Zoe jumped out of an east facing window on the other side of the floor, her feet painfully hitting the concrete below. As she was beginning her run towards a new building, a flash of red passed by her. Like a devil dressed as Santa, Julio delivered a sticky bomb a couple of metres ahead of Zoe, not even looking back as he ran towards what was Zoe’s target. Her back hurt and her legs still felt weak, sensations exacerbated by her poor landing, so all she managed to do was jump backwards to avoid being blown to pieces.

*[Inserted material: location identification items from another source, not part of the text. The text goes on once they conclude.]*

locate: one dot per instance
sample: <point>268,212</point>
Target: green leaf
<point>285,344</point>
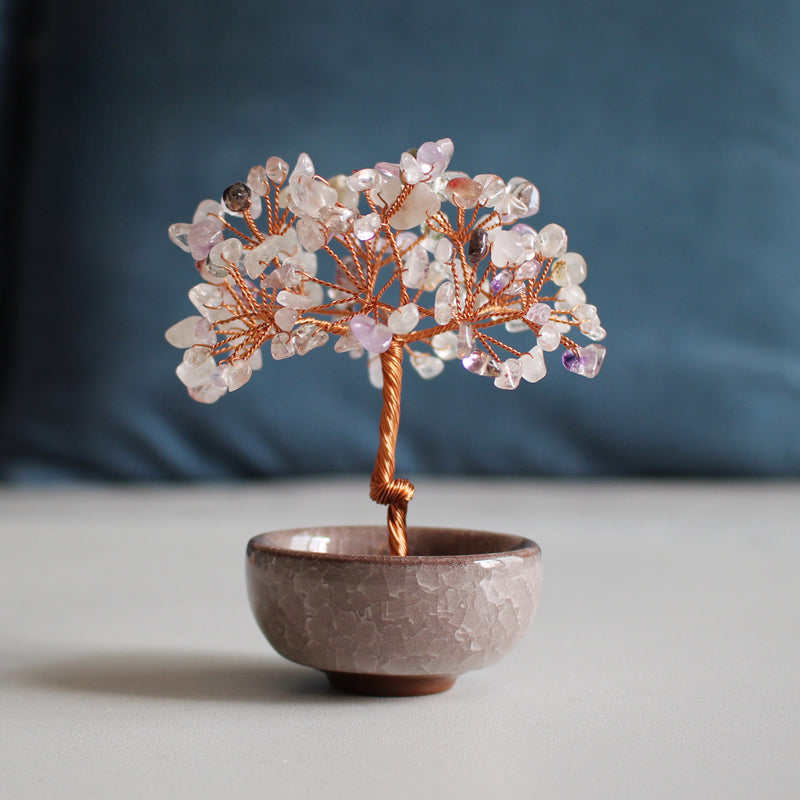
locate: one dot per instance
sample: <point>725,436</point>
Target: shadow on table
<point>185,676</point>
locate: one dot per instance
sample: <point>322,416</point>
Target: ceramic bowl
<point>334,599</point>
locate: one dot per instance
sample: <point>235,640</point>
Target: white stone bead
<point>465,343</point>
<point>344,194</point>
<point>257,259</point>
<point>507,248</point>
<point>421,203</point>
<point>281,346</point>
<point>570,296</point>
<point>196,356</point>
<point>569,270</point>
<point>404,319</point>
<point>308,337</point>
<point>444,250</point>
<point>290,273</point>
<point>255,206</point>
<point>426,365</point>
<point>285,318</point>
<point>292,300</point>
<point>433,157</point>
<point>533,366</point>
<point>527,193</point>
<point>191,376</point>
<point>182,334</point>
<point>311,234</point>
<point>205,298</point>
<point>367,226</point>
<point>481,363</point>
<point>258,180</point>
<point>314,293</point>
<point>551,241</point>
<point>256,360</point>
<point>179,234</point>
<point>593,330</point>
<point>208,392</point>
<point>337,219</point>
<point>515,326</point>
<point>493,188</point>
<point>410,168</point>
<point>443,303</point>
<point>303,168</point>
<point>348,344</point>
<point>585,311</point>
<point>437,272</point>
<point>364,179</point>
<point>236,374</point>
<point>538,313</point>
<point>277,169</point>
<point>510,374</point>
<point>549,338</point>
<point>445,345</point>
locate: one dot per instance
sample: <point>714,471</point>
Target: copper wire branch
<point>384,488</point>
<point>366,270</point>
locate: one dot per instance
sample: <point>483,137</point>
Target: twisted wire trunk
<point>384,487</point>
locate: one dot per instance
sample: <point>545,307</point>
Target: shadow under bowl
<point>334,599</point>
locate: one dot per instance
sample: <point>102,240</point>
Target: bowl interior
<point>370,541</point>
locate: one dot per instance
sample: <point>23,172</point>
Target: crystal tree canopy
<point>421,261</point>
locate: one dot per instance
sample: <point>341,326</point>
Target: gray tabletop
<point>664,661</point>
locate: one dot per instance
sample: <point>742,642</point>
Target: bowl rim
<point>520,546</point>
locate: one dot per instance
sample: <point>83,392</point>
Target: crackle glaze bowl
<point>334,599</point>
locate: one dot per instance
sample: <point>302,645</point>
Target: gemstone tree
<point>423,262</point>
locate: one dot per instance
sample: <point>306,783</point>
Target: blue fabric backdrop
<point>664,136</point>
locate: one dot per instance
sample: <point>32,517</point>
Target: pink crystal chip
<point>371,335</point>
<point>586,361</point>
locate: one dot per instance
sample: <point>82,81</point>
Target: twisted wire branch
<point>384,488</point>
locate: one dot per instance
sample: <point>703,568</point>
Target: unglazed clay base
<point>334,599</point>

She clutched her cannon and dashed to her left before another explosion went off where she stood moments prior, this one much more powerful. She was sent flying into the asphalt road, her aching body struggling to move as she commanded. Zoe tried to aim at her target, but from her position, laying with her back to the ground, it was incredibly difficult to keep a steady arm. She shot, hitting a wall close to Baolie’s head. She didn’t even flinch.

Zoe glanced at the numbers displayed on her glasses. Eleven players still left standing. She held her breath and braced herself as Baolie’s barrel locked onto her.

By the time she regained consciousness, she was in the recovery room. A meal was delivered to her soon after by a nurse, a pretty girl about her age with shoulder length red hair. The food was less than great, some mashed potatoes, red beans, and an assortment of seemingly random boiled veggies. Not enough protein, she thought.

She had begun to forget that feeling that had haunted her for so long. It wasn’t the pressure on her chest as the bomb went off or the air being ripped out of her lungs. It wasn’t the aching body or the burning of her skin. It was the frustration. She had failed. How long had it been, she wondered. Thinking back, it was hard to even remember the last time she didn’t get first place.

All players that finished in the top fifty of their matches moved on to the next round, so it wasn’t like this had been some sort of decisive defeat she couldn’t come back from, but it still hurt. Her fear had come true. A player that was stronger than her, faster than her, bigger than her. Baolie came marching into her castle and burned it to the ground, burying Zoe in the rubble. In the heat of battle she failed to notice, but as she played the events of the match back in her head she couldn’t help but chuckle. Julio was there, but he didn’t throw a single bomb towards the other woman. No, he instead placed his bombs where they would push Zoe towards the behemoth. He used her as bait, and he didn’t even need to make her join his team.

She strongly considered never going outside again after that, lest Julio read some other death in her eyes.